Security
Security is not a feature you add at the end. It's a property of every decision you make: how you store a secret, how you validate input, how you configure a container, how you handle a dependency update. Most security incidents don't come from sophisticated attacks; they come from known vulnerabilities that nobody patched, secrets that leaked into git, or input that nobody validated. The automation exists. Use it.
Why this matters
A single leaked API key or unpatched dependency can compromise a client's data, trigger a breach notification, and damage trust that took years to build. S&P's value of Integrity means we take security seriously not because a compliance checklist demands it, but because our clients trust us with their systems and their users' data.
Security is also where Care shows up at scale. Every shortcut (hardcoded credentials, skipped dependency updates, disabled HTTPS in dev) creates a risk that someone else will pay for. The practices in this section make secure defaults the path of least resistance so that doing the right thing is easier than doing the wrong thing.
The standard
Secure coding fundamentals
These apply regardless of language or framework.

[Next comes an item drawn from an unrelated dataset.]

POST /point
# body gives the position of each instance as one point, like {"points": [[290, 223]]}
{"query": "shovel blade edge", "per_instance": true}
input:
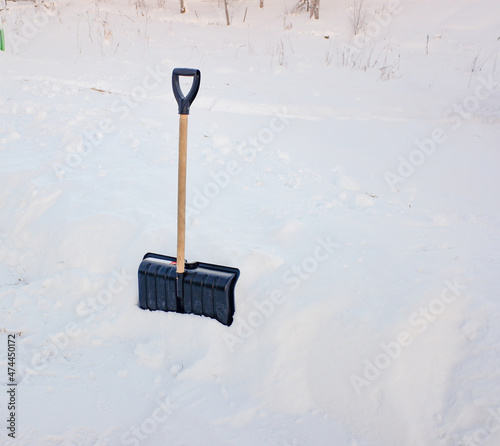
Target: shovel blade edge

They map to OWASP Top 10 categories and are the minimum bar for any S&P project.
Input validation
Validate all input at the system boundary (API endpoints, form submissions, webhook receivers, queue consumers. Use schema validation (Zod, class-validator, JSON Schema) rather than manual checks. Reject invalid input early and explicitly. For NestJS DTO validation patterns (class-validator, nested objects, global ValidationPipe), see Backend Reference) DTOs and input validation.
Never trust client input to determine authorization. A user sending { "role": "admin" } in a request body should have no effect. Authorization comes from the session/token, not the payload.
Output encoding
When rendering user-supplied content, encode output for the target context (HTML, URL, SQL, shell). Modern frameworks (React, Next.js) handle HTML encoding by default, but be aware of dangerouslySetInnerHTML, template literals in SQL queries, and string interpolation in shell commands.

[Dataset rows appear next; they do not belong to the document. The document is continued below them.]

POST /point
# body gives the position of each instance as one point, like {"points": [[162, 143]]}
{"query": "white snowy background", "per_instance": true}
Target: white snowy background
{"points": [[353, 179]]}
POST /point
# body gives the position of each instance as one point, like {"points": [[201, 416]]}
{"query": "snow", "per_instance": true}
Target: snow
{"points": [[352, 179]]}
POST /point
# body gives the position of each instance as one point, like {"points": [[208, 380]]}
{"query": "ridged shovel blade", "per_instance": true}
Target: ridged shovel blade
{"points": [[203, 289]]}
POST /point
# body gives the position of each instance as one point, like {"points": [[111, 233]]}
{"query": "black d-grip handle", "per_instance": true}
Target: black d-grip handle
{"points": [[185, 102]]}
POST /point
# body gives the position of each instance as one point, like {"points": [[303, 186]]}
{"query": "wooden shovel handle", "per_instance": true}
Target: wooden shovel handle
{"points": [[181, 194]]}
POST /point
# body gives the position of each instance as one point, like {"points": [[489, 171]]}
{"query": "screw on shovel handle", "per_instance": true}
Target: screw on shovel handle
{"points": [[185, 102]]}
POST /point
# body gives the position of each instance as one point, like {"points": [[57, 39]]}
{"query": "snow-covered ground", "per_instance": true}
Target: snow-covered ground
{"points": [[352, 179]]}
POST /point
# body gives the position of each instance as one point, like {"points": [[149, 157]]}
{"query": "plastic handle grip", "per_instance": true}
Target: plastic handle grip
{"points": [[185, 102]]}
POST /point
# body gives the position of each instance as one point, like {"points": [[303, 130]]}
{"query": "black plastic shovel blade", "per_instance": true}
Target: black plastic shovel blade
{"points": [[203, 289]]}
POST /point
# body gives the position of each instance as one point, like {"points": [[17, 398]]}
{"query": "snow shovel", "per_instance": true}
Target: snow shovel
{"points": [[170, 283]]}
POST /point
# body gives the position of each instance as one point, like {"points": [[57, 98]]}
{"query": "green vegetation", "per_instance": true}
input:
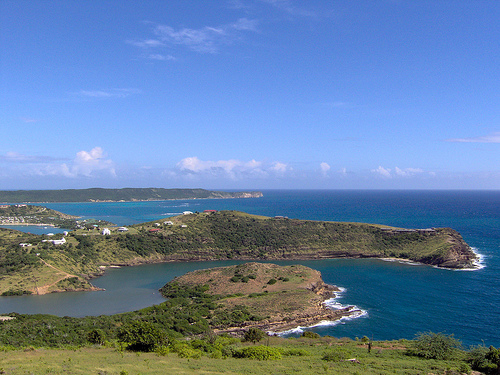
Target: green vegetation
{"points": [[182, 335], [115, 195], [225, 355], [435, 346], [23, 214]]}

Authentication and authorization
- Use established auth providers (Firebase Auth, Auth0, Supabase Auth) rather than rolling your own. Custom auth implementations are the single most common source of critical security bugs.
- Store sessions server-side or use signed, httpOnly, secure cookies. Never store tokens in localStorage, it's accessible to any script on the page (XSS vector).
- Implement authorization checks at the service layer, not just the controller. A missing auth check on one endpoint is an IDOR vulnerability.
- Use RBAC or ABAC (e.g., CASL) for permission management. Avoid hardcoded role checks scattered through the codebase.
Secrets management
- Secrets never go in code, config files, or environment variable defaults. Use a secrets manager (GCP Secret Manager, AWS Secrets Manager, HashiCorp Vault).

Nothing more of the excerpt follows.